EDIT: interesting follow-up here how to create factor variables from quosures in functions using ggplot and dplyr?
ggplot does not yet support tidy eval syntax (you can't use the !!). You need to use more traditional standard evaluation calls. You can use aes_q in ggplot to help with this.
get_charts1 <- function(data, mygroup){
quo_var <- enquo(mygroup)
df_agg <- data %>%
group_by(!!quo_var) %>%
summarize(mean = mean(value, na.rm = TRUE),
count = n()) %>%
ungroup()
ggplot(df_agg, aes_q(x = quote(count), y = quote(mean), color = quo_var, group = quo_var)) +
geom_point() +
geom_line()
}
get_charts1(dataframe, group)
ggplot2 v3.0.0 released in July 2018 supports !! (bang bang), !!!, and :=. aes_()/aes_q() and aes_string() are soft-deprecated.

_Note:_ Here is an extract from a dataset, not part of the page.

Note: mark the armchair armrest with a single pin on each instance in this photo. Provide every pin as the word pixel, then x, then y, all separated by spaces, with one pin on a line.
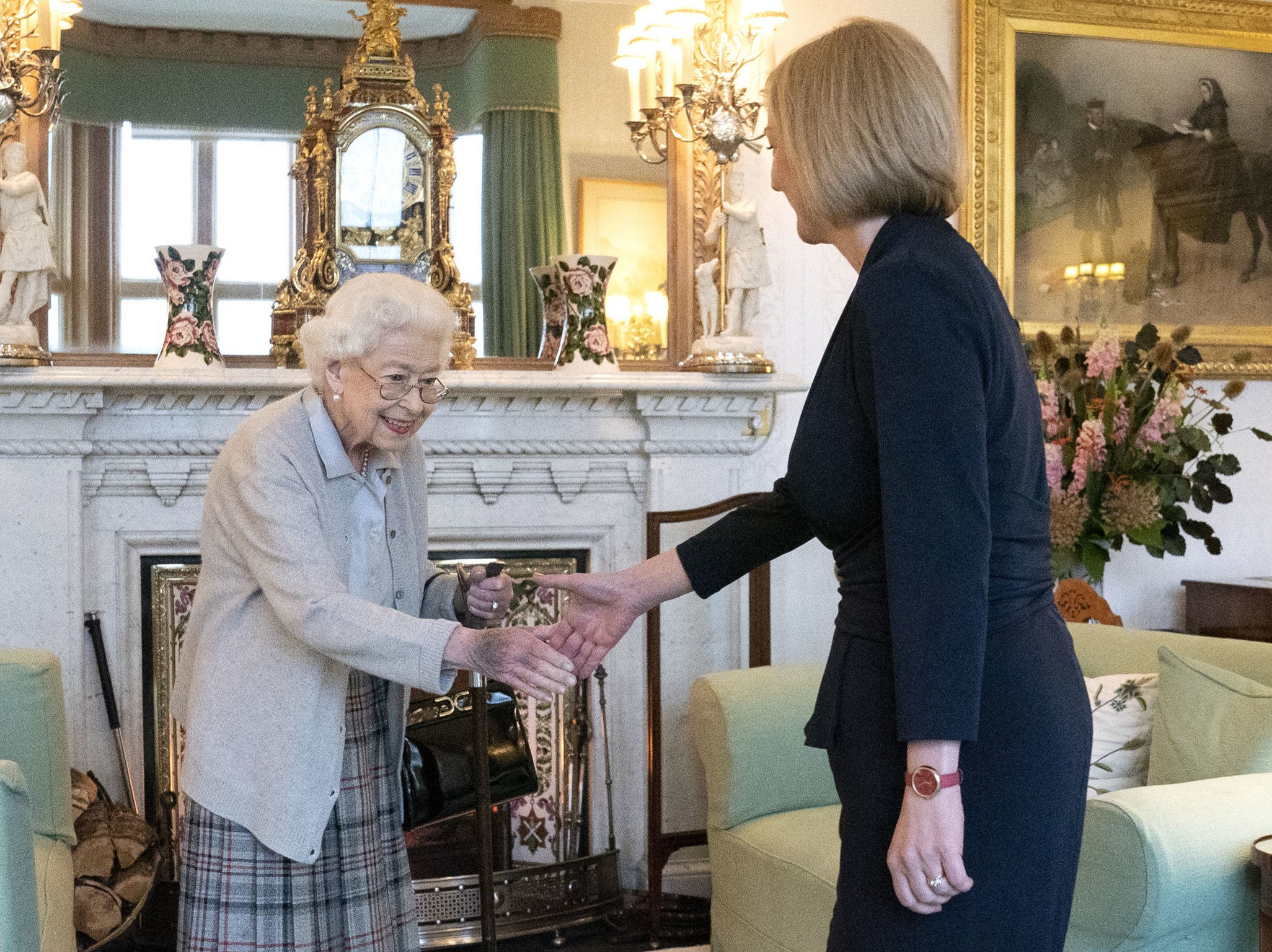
pixel 1167 867
pixel 19 917
pixel 748 728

OP's original code should work
library(tidyverse)
get_charts1 <- function(data, mygroup){
quo_var <- enquo(mygroup)
df_agg <- data %>%
group_by(!!quo_var) %>%
summarize(mean = mean(value, na.rm = TRUE),
count = n()) %>%
ungroup()
ggplot(df_agg, aes(x = count, y = mean,
color = !!quo_var, group = !!quo_var)) +
geom_point() +
geom_line()
}
get_charts1(dataframe, group)
Edit: using the tidy evaluation pronoun .data[] to slice the chosen variable from the data frame also works
get_charts2 <- function(data, mygroup){
df_agg <- data %>%
group_by(.data[[mygroup]]) %>%
summarize(mean = mean(value, na.rm = TRUE),
count = n()) %>%
ungroup()
ggplot(df_agg, aes(x = count, y = mean,
color = .data[[mygroup]], group = .data[[mygroup]])) +
geom_point() +
geom_line()
}
get_charts2(dataframe, "group")
Created on 2018-04-04 by the reprex package (v0.2.0).